Olivia, who had long loathed being told what to do, still rather wished that someone would.

SHE SLIPPED FROM the house and walked alone to the vicarage, past the churchyard fence. She recalled the view of hems and boot toes when she'd dropped her prayer book, at the very spot she stood now, then looking up into Lyon's eyes. And even now it made her heart leap.

And how she had gone walking with Landsdowne in public past this very churchyard, knowing the town would see her. Signaling to everyone that she intended to move on and live her life.

On impulse she veered into the churchyard to prowl among the stones of her ancestors.

She paused before a newer one, Lady Fennimore's.

She was a curmudgeon, that one, and Olivia always smiled when she saw what was written on her headstone.

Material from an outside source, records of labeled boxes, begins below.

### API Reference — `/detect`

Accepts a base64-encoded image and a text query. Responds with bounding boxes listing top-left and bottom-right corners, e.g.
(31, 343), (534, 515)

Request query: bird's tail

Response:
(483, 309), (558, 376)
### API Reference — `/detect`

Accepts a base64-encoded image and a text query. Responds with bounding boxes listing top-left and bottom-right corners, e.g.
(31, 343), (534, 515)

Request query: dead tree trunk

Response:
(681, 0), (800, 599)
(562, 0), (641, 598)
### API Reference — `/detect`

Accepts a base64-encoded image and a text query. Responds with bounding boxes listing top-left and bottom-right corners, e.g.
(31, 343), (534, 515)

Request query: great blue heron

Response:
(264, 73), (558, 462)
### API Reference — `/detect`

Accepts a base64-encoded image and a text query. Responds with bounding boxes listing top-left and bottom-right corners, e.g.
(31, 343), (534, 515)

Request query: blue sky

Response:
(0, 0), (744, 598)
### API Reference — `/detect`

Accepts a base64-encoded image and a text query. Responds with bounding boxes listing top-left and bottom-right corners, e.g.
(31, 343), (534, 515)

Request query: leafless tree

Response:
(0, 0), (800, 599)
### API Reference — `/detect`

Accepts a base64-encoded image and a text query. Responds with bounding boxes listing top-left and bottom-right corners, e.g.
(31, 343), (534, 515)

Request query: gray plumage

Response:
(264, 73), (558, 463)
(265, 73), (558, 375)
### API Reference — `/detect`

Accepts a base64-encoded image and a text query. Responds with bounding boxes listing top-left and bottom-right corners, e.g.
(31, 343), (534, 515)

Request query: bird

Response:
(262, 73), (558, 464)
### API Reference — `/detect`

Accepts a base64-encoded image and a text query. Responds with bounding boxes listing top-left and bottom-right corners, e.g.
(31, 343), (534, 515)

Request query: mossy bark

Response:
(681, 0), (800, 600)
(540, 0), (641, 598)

Don't think it won't happen to you.

Which could apply to anything in life, really. Olivia liked it. Quite a flexible message. A message of dread or hope, depending on what sort of day you were having and who you were. She would have to think of a similar one to amuse future generations of Everseas who might stroll through this churchyard.

Olivia, Lady Landsdowne.

That's what her headstone would say.

For she would be married tomorrow.

She drew in a long breath, and tried to decide how she felt about it.

If Lyon wanted to intervene in her wedding, now would be the time to do it.

But d.a.m.n him to h.e.l.l, he was nowhere to be seen. And if she thought about it too much she nearly stopped breathing. The force of the longing was too much to bear, and once she made a decision, she could begin allowing it to ebb.